多くの船乗りにとって、一番身近で怪我を負う事が多い魚。
対処としては非常に簡単で、姿を隠せば良い。
しばらく経って相手が居ないと判断されれば、奴らは襲って来なくなる。
甲板に多くの突貫魚が残る事になるが、どれも小物な為大した魔石も取れない。
船乗りにとっては迷惑の塊みたいな魔獣な訳だが……。
「食うつもりなのかな……」
「多分、な。 あぁ、だから“悪食”なのか?」
どう見ても、料理してる。
甲板のど真ん中でデカい鍋を取り出して、皆でひたすらに捌いている。
魔獣を食ったら魔人になるって話は何処へ行ったんだろう?
まさかあの角のお嬢ちゃん、やはり魔人なんじゃ……とか思えてくるが、俺も彼等の鑑定結果は見ている。
あの子は竜人、魔人じゃない。
竜人というのも聞いた事が無かったが、竜と共に生きるとか書いてあったからまた別物なんだろう。
そんでもって、他の連中も魔人は一人も居なかった筈。
だとすると、普通に食えるモノなんだろうか?
「それで、飛び魚って美味しいんですか?」
『気になる』
「あぁ、旨いぞ? 焼いて良し揚げて良し、刺身にしても良いしつみれ汁にしても旨い。 あとは何と言っても……」
「「あごだし!」」
「え? あごだしって飛び魚から取れるものだったんですか?」
「あご、ダシ? ご主人様、この魚の顎を使うんですか?」
質問を投げかけている女性陣に対して、男連中は随分慣れた様子でテキパキと魚を捌いたり腸を取り除いていた。

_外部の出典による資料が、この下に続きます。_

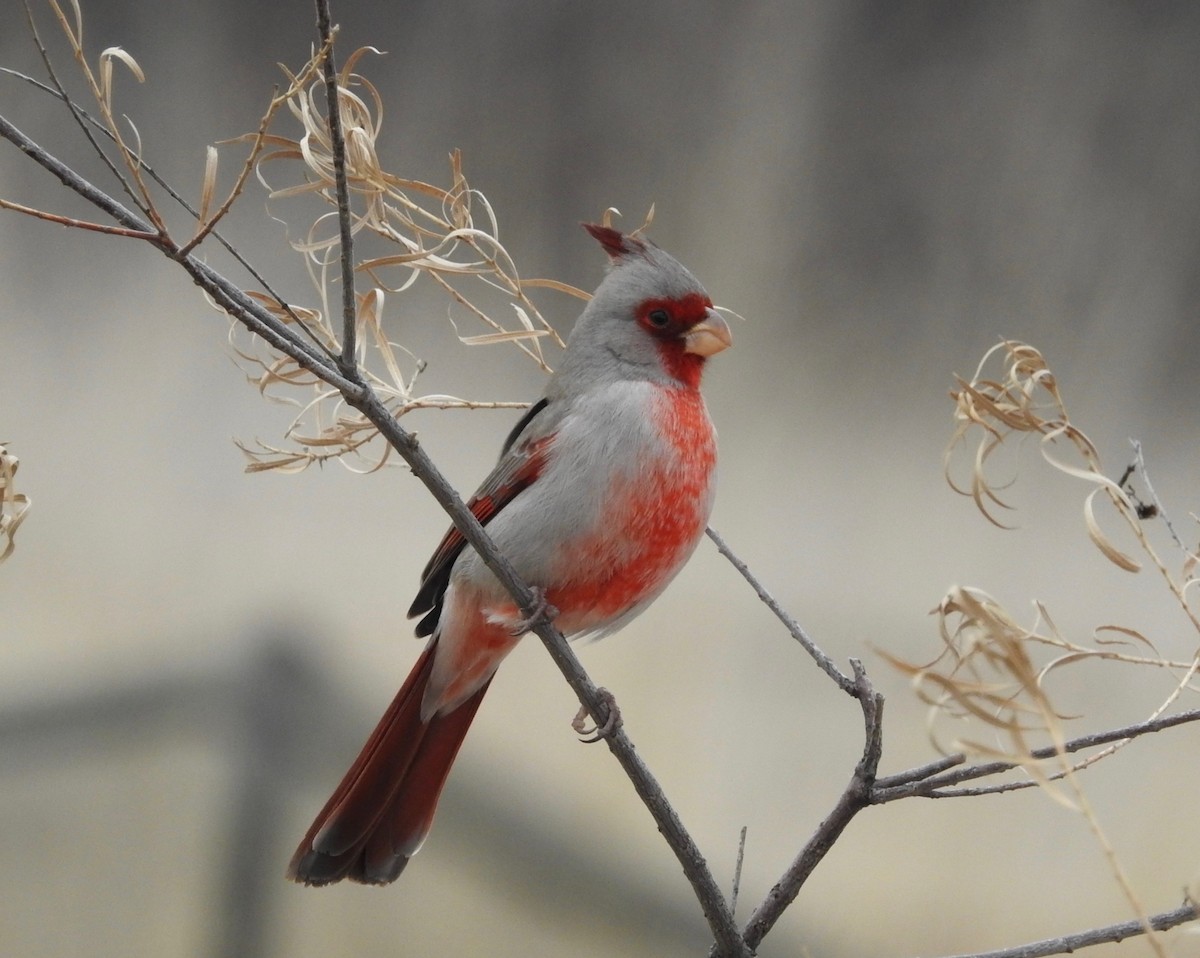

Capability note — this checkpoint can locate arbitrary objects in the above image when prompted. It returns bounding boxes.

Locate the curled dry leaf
[0,443,30,562]
[943,340,1146,571]
[218,48,597,471]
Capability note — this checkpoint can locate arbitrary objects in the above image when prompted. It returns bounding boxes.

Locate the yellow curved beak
[683,310,733,357]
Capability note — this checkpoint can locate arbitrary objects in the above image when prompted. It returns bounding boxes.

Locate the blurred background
[0,0,1200,958]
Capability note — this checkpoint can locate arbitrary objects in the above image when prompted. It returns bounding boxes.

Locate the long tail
[288,639,490,885]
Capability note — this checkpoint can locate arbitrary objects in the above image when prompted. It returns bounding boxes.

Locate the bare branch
[706,526,859,697]
[871,708,1200,804]
[742,659,883,950]
[0,88,751,958]
[317,0,358,373]
[953,902,1198,958]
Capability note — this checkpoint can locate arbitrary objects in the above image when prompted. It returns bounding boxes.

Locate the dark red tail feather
[287,639,487,885]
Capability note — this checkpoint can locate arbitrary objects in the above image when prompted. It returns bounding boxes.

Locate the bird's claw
[509,586,558,635]
[571,688,624,744]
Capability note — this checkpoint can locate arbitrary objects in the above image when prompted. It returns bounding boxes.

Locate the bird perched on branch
[288,224,732,885]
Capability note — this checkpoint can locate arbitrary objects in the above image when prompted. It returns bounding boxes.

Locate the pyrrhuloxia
[288,224,732,885]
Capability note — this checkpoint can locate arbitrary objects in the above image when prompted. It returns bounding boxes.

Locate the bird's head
[559,223,733,389]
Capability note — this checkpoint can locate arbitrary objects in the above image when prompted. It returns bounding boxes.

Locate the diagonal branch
[724,659,883,950]
[347,389,752,958]
[953,902,1200,958]
[0,82,751,958]
[317,0,358,373]
[706,526,859,697]
[871,708,1200,804]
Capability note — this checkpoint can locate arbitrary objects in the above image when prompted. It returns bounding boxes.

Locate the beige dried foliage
[230,48,588,471]
[886,341,1200,957]
[0,443,30,562]
[907,341,1200,773]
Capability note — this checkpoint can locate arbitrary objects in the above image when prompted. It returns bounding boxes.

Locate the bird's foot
[571,688,624,744]
[509,586,558,635]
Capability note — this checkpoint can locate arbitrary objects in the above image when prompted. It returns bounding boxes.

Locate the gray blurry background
[0,0,1200,958]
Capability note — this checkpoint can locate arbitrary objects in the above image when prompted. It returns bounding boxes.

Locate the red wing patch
[408,436,554,636]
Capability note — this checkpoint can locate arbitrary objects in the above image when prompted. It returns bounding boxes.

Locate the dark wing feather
[408,399,551,636]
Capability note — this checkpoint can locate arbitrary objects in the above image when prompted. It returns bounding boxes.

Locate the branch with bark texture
[0,0,1200,958]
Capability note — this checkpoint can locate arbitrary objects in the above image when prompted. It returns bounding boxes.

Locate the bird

ワタ抜きされた魚をポイポイとマジックバッグに放り込みながら、ついでとばかりに塩水の入った鍋に突貫魚を放り込んでいく。
何やってんだありゃ。
なんて事を思いながら眺めて居ると、リーダーの男が急にこちらを振り返った。
「なぁなぁ、やっぱこっちでも刺身は食わねぇのか? “こっち側”の魚は凍らすか火を通さねぇと寄生虫やべぇ?」
急に問いかけられて、一瞬何の事を聞かれているのか分からなかった。
こっち側ってのが何の事を指しているのかは分からないが、魚の食い方について聞かれているという事に気付き、慌てて口を開く。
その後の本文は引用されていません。